We Scaled Postgres to 10M Rows/Day. Here's Our Playbook.
Before reaching for a new database, we exhausted what Postgres could do. Partitioning, connection pooling, and smart indexing got us further than most people think possible.
Before reaching for a new database, we exhausted what Postgres could do. Partitioning, connection pooling, and smart indexing got us further than most people think possible.
When our write volume hit 5M rows/day, the team started talking about migrating to a time-series database. Instead, we spent two weeks optimizing our Postgres setup.
Partitioning
We partitioned our events table by month using declarative partitioning. Queries that used to scan billions of rows now only touch the relevant partition. Our p99 query latency dropped from 2.3s to 180ms.

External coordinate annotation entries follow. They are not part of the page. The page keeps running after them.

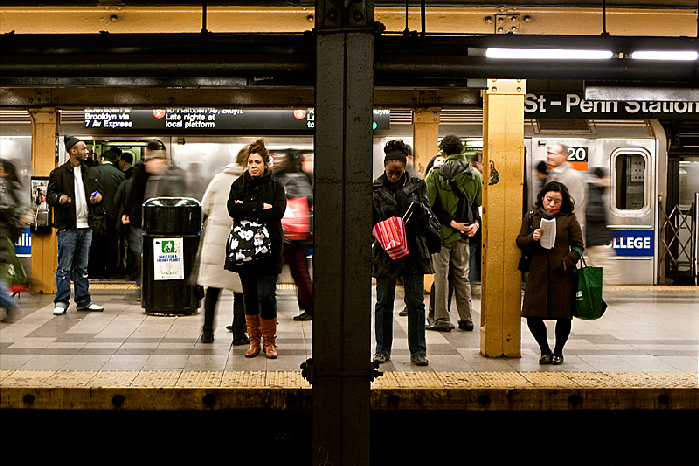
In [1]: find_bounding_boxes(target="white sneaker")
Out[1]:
[78,303,104,312]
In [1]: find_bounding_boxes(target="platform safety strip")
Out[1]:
[0,370,699,411]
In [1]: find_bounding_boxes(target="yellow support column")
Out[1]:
[480,79,526,357]
[413,108,441,292]
[29,108,58,294]
[413,108,441,177]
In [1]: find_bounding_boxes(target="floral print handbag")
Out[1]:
[223,220,272,270]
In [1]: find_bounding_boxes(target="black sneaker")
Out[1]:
[410,353,429,366]
[294,311,313,322]
[374,353,391,364]
[459,320,473,332]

Connection Pooling with PgBouncer
We were running out of connections with 200 application instances. PgBouncer in transaction mode reduced our active connections from 800 to 40, and our connection-related errors dropped to zero.
Partial Indexes
Instead of indexing entire columns, we created partial indexes for the queries we actually run. CREATE INDEX idx_active_users ON users (email) WHERE deleted_at IS NULL saved us 60% of index storage.
BRIN Indexes for Time-Series Data
For our append-only event tables, BRIN indexes are perfect. They're tiny (1000x smaller than B-tree) and nearly as fast for range queries on naturally ordered data.
The Lesson
Postgres can handle more than you think. The urge to adopt a new database is often a symptom of not understanding the one you already have.